Hi, I am trying to cluster bacterial genomes with psi-cd-hit but I have some results I can't understand. I run the command as follows
./psi-cd-hit.pl -i Genomes.fasta -o Genomes.fasta.k.out. -c 0.8 -G 1 -g 1 -prog blastn -circle 1
However, when I check the clustered output file the following is a snippet from my results
>Cluster 3
0 991702aa, >NC_018077.1... *
1 991702aa, >CP002058.1.. at 0.0/991702aa/100%
2 977322aa, >NZ_CP007589.1.. at 0.0/672875:123109:1407:1041:348:978:346:249:90:52aa/81.82%
So sequences 0 and 1 are identical, which is correct, and sequences 0 and 2 are 82% similar according to psi-cd-hit. However, based on blast they are about 98% identical. Here is a snippet of the blast output
blastn -query a.fasta -subject b.fasta -outfmt 6
NC_018077.1 NZ_CP007589.1 99.99 672875 31 34 181458 854328 181375 854215 0 1.24E+06
NC_018077.1 NZ_CP007589.1 99.99 181393 4 8 1 181393 1 181385 0 3.35E+05
NC_018077.1 NZ_CP007589.1 99.98 123109 11 6 868600 991702 854216 977322 0 2.27E+05
NC_018077.1 NZ_CP007589.1 99.69 4905 10 5 708933 713835 715477 720378 0 8970
NC_018077.1 NZ_CP007589.1 99.65 4906 10 6 715583 720483 708827 713730 0 8959
So, although I didn't see it in the manual I believe the numbers after each genome in the psi-cd-hit cluster output are the segments of sites that pass the -c threshold i.e.

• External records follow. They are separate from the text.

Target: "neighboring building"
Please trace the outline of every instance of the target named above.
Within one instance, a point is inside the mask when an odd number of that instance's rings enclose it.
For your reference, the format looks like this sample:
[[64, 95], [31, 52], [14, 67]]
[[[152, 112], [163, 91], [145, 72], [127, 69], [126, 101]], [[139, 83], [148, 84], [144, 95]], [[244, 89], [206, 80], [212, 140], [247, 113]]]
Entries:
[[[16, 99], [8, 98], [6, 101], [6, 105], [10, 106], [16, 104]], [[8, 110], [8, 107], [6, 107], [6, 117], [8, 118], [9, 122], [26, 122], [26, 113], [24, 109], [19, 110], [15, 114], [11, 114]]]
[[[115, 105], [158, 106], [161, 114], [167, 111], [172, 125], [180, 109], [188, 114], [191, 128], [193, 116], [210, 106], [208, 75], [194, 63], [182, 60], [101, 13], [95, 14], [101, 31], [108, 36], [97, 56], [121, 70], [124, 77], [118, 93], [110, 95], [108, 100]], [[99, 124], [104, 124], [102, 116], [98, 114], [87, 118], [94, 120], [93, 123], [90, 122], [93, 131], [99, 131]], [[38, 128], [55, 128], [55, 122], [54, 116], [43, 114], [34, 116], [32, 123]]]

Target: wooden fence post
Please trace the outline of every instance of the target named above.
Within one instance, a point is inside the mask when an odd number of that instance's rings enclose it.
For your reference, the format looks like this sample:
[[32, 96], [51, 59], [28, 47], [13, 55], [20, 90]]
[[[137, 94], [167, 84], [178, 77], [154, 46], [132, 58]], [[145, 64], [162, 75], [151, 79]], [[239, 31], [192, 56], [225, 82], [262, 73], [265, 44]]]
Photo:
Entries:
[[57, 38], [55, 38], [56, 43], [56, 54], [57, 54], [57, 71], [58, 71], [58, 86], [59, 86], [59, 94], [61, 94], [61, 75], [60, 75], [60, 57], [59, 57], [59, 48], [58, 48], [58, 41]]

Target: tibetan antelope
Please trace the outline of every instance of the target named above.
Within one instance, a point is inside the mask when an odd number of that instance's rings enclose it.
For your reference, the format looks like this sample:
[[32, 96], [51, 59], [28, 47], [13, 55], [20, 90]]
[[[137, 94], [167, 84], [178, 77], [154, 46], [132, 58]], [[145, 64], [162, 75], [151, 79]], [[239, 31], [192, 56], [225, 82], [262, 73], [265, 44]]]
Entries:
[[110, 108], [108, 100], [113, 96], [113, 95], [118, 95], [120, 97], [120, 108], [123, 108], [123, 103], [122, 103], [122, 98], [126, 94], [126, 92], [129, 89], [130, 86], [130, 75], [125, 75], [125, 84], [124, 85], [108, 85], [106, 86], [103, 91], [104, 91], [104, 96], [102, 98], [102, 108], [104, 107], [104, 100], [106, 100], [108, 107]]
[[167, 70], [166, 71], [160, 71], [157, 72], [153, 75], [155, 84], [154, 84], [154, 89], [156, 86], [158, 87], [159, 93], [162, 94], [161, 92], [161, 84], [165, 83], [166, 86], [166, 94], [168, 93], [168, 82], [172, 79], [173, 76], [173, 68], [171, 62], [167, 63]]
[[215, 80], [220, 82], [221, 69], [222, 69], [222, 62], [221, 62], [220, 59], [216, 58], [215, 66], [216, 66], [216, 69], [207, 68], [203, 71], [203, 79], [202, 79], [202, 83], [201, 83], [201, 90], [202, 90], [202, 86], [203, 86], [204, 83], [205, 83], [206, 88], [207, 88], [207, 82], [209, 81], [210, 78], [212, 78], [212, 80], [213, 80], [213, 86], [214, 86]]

>NZ_CP007589.1.. at 0.0/672875:123109:1407:1041:348:978:346:249:90:52aa/81.82%`
means a block of 672875 passed, followed by a block of 123109 sites etc and if I sum these sites and divide by the genomes length I get 82%. When I look to the blast output it also shows a block of length 672875 at 99% identity and a block of 123109 but the block of length 181393 is not present in the psi-cd-hit output and may be accounting for the lower score (82% by psi-cd-hit). Am I missing something. I have seen a similar question on this Remove redundancy from GenBank plasmid database using cd-hit-est but this was using cd-hit-est and I am using the -circle option with psi-cd-hit Can anyone help Thanks
Are you sure about what you are doing? From the documentation:
Ok, sorry, just read the docs more carefully, and it is indeed an envisaged use case.